MY LAGAN LOVE
words Joseph Campbell (a.k.a Seosamh MacCathmhaoil) 1881-19??,
tune traditional Irish
Here are some notes for the above.
verse 3 is variously either . . .
Her welcome, like her love for me, is from her heart within
Her warm kiss is felicity that knows no taint or sin
When she was only fairy small her gentle mother died
But true love keeps her memory warm by Lagan's silver side
or . . .
Her welcome, like her love for me, is from her heart within
Her warm kiss is felicity that knows no taint or sin
And when I stir, my soot, to go, 'tis leaving love and light
To feel the wind of longing blow from out the dark of night
Notes:
"Lagan" - the Lagan is a river in Northern Ireland which flows through Belfast
"lennan-shee" / "lenanshee" / "leanan si" - "fairy mistress", literally "fairy child"
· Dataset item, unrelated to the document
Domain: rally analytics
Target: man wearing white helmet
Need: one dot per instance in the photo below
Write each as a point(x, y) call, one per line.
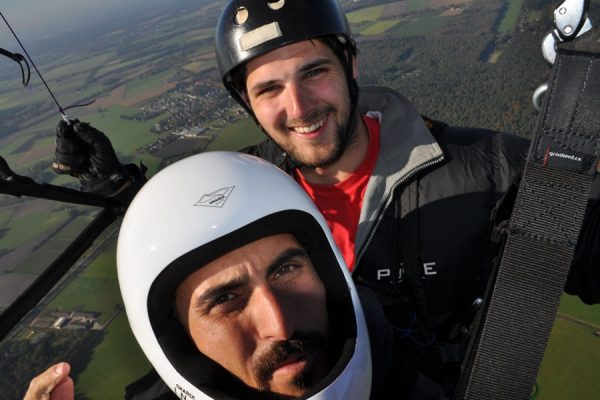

One version has "leman shee": "leman" - an old word for "lover"; shee - fairy = "fairy lover" (like banshee: bean - woman, shee - fairy)
"shieling" - a shepherd's summer hut, like a barn or a cottage
"soot" - (pron. "suit", the "oo" as in "fool") sweet
The author's name, Seosamh MacCathmhaoil, is a Gaelicisation of Joseph Campbell. There was a fashion for Irish-ising, Scottish-ising and Gaelic-ising everything in the latter 19th and early 20th century among the intelligentsia, to the point of giving pseudo-Gaelic spellings to their names and writing trad. songs into Gaelic! The bits of Gaelic are an affectation rather than something growing out of the song or out of an existing tradition.
I moved this message here from another thread on the same topic.